The small-country complex was especially apparent between 2006 and 2008, when Lithuanian diplomats made attempts to form a meaningful and distinctive foreign policy that would be more than just a reflection or echo of the NATO or EU policies. The search for uniqueness led to a rhetorically combative and confrontational policy towards Russia, the threats to veto the new co-operation agreement between the EU and Russia, and claims of being the leader of the region and diplomatic tiger of the Baltics. Four years ago, before becoming president, Grybauskaitė stated that ‘Lithuania has not yet shed away certain complexes of a diffident country’. There are fewer of these complexes today, but they have not disappeared completely.

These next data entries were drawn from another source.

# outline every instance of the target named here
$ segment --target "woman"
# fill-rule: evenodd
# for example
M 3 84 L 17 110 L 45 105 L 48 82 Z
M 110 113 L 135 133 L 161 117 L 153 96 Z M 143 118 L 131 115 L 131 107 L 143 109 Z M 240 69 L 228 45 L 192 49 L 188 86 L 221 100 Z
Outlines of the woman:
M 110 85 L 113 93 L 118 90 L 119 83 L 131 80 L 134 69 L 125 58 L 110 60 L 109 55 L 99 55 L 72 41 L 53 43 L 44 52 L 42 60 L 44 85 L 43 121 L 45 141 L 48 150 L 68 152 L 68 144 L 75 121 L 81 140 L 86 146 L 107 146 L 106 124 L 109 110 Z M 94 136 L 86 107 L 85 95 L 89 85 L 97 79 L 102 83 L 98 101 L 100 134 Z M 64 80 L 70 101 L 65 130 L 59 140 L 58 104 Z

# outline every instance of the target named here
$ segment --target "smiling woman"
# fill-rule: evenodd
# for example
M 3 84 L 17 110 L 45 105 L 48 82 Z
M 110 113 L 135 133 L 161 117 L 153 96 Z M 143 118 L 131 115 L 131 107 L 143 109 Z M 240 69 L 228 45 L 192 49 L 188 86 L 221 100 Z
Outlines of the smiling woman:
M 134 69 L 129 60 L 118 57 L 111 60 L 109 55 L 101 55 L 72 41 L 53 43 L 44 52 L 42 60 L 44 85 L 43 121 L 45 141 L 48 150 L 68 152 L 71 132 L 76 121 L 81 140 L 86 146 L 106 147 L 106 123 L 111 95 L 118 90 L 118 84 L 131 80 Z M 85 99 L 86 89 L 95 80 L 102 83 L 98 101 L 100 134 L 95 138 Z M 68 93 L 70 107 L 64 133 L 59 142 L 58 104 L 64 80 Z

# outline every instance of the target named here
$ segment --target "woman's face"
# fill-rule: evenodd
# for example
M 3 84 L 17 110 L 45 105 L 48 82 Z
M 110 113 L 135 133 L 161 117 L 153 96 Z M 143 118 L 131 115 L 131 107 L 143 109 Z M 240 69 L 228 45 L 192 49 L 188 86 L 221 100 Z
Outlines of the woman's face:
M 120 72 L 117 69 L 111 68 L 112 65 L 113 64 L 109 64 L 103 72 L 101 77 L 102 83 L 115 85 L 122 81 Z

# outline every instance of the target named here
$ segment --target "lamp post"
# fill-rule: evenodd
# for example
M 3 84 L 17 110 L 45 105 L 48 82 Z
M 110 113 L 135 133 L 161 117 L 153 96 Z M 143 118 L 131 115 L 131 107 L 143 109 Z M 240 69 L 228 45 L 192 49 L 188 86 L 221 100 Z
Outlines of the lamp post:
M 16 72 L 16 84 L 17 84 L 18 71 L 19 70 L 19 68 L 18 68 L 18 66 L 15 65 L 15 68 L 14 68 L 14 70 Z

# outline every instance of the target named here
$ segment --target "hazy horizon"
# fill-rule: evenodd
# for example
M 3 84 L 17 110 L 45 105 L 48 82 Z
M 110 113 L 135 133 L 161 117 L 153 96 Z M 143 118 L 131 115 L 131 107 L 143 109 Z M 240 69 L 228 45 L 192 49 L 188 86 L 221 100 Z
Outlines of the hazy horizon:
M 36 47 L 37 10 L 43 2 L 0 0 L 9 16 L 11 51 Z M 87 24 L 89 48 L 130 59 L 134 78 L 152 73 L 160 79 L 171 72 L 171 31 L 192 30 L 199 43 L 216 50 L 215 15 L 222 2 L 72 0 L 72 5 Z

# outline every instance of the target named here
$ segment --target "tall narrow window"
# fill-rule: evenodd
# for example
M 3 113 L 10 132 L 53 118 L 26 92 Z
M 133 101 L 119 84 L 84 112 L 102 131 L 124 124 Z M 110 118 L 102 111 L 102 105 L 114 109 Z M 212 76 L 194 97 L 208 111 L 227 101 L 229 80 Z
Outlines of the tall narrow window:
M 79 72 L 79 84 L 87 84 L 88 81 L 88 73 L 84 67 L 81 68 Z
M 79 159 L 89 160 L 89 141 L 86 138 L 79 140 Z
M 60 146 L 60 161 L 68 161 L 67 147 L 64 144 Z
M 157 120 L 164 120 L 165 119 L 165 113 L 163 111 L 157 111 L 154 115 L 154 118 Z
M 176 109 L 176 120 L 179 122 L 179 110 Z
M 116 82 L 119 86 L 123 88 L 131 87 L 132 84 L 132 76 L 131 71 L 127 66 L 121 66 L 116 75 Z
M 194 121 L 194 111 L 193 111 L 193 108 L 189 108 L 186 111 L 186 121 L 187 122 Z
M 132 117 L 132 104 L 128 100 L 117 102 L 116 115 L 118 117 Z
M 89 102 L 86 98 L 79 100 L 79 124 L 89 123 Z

However, the most significant factor is, probably, that freedom and independence set in this corner of Europe rather late. All the countries, except Russia, started implementing their independent foreign policy barely twenty years ago. They are looking for their place under the Sun; they feel the need to defend national pride and envisage insults where there are none. Local politicians speak their mind without considering the after-effects or in order to please their electors.
Likewise, Poland is also a young country because it was dancing to the Kremlin tune until 1989. Some major diplomatic slaps in the face did take place. In June 2007, Prime Minister Jaroslaw Kaczynski threatened to veto the Treaty of Lisbon because Poland was, purportedly, given too few, and Germany – too many votes at the Council of the European Union. He maintained that Poland would have many more residents if the Nazis had not ravaged it during World War II. He did not repeat this thesis, but Sikorski, the Minister of Foreign Affairs, called the intentions to build the Nord Stream gas pipeline a second Ribbentrop-Molotov pact.

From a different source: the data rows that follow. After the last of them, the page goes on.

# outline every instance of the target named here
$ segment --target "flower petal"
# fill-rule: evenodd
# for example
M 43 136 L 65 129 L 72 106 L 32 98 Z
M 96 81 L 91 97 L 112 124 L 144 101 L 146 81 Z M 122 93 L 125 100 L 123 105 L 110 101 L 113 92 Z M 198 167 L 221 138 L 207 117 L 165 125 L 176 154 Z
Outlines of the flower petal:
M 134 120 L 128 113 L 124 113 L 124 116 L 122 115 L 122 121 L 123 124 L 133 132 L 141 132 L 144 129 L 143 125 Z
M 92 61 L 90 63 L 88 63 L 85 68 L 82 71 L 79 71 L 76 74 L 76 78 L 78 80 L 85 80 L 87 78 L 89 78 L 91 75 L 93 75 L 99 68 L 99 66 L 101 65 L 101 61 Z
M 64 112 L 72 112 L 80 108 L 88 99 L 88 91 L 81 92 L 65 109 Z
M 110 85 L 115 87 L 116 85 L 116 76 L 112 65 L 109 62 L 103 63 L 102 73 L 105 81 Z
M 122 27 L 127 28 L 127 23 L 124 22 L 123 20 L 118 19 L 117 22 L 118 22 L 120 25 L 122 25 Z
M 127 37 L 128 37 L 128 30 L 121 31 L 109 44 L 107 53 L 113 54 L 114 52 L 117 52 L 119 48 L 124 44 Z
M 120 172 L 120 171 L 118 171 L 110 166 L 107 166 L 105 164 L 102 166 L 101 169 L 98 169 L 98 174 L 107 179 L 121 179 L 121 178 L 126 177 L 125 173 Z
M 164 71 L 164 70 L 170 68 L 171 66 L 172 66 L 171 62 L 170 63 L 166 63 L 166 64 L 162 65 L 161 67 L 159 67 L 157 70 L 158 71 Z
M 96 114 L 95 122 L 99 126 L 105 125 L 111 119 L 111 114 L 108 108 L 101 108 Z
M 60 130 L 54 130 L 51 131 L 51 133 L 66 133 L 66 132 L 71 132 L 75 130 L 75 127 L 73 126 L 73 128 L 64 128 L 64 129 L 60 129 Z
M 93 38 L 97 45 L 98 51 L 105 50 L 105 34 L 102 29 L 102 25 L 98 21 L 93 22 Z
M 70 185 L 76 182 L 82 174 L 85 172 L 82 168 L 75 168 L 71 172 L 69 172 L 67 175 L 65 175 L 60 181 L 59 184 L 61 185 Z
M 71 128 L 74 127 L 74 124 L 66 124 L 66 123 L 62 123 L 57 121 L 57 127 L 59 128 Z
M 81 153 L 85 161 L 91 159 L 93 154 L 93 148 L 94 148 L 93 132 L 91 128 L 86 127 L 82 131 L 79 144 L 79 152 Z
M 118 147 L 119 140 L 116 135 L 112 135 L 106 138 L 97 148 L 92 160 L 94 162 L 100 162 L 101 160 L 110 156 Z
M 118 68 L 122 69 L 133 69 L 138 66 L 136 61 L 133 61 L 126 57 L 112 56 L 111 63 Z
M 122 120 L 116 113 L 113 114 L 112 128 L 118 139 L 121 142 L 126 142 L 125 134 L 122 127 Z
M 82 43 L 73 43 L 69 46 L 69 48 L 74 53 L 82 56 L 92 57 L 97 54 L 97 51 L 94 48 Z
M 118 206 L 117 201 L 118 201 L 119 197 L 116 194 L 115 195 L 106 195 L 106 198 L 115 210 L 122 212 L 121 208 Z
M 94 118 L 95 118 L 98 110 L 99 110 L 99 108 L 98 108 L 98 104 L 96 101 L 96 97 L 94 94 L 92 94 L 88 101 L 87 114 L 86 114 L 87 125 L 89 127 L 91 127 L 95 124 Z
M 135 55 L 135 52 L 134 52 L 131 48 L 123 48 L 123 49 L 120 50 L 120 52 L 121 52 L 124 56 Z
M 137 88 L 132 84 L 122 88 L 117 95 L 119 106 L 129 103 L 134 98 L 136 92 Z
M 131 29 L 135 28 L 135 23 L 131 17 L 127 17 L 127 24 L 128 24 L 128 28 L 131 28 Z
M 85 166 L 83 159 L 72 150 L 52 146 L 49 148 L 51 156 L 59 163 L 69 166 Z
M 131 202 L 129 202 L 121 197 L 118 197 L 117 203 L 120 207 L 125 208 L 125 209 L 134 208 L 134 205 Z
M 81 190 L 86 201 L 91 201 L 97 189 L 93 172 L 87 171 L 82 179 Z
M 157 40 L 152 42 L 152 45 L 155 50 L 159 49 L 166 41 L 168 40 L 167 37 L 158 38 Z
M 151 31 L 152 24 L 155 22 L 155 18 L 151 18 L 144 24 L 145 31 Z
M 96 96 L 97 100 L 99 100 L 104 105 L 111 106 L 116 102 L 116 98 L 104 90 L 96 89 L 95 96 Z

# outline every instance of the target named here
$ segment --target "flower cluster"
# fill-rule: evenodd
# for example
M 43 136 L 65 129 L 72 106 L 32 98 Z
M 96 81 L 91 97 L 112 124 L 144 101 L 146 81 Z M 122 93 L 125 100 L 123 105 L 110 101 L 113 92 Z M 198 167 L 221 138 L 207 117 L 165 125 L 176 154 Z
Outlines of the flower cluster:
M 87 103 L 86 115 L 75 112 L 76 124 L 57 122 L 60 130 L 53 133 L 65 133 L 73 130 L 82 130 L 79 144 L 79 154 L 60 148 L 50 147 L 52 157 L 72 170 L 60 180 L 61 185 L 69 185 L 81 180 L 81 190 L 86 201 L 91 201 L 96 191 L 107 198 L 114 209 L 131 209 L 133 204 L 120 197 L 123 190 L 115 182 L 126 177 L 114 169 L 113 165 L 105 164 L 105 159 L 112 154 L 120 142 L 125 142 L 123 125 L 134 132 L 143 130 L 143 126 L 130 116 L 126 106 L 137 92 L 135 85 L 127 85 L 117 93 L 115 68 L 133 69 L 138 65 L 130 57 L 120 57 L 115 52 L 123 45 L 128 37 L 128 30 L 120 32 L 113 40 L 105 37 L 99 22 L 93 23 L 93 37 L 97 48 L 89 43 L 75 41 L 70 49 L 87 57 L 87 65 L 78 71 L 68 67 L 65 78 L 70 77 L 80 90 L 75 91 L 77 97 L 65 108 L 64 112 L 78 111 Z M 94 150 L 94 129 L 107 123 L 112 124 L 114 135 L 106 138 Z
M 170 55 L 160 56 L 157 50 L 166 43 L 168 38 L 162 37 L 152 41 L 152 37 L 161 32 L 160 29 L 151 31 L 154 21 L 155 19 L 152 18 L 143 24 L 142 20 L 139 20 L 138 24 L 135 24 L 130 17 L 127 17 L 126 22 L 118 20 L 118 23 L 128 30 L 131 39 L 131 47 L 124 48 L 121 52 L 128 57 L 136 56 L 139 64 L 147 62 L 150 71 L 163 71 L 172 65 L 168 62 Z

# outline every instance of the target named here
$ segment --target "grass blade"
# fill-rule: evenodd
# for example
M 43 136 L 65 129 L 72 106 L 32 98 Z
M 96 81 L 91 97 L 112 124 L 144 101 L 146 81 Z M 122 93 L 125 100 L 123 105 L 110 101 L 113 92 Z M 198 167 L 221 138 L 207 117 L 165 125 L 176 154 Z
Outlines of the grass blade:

There is a lack of skill and experience in communication; interrelations are often treated as a game of zero value, i.e.,that one party can only win at the other’s expense. The Baltic countries find it difficult to agree on joint projects even when the agreement would be beneficial to everyone. The EU is determined to sponsor a joint regional liquefied gas terminal if the Baltic states and Finland agreed on this matter. The company which conducted a survey, by order of the EU, proposed to build a terminal in the Gulf of Finland, but Latvia and Lithuania are not expected to consent. The rational Estonia cannot accept the idea that the NATO air mission may be executed from Zokniai and, therefore, it aims to trade off its own airport. One needs to have what one’s neighbour has.
The lack of diplomatic maturity and communication experience of Lithuania and its neighbours is probably the main reason that prevents more genuine co-operation between them. That maturity and experience is acquired annually; therefore, there is hope that, in five or ten years, there will be less talk of mistakes, blame, and grievances in this corner of Europe.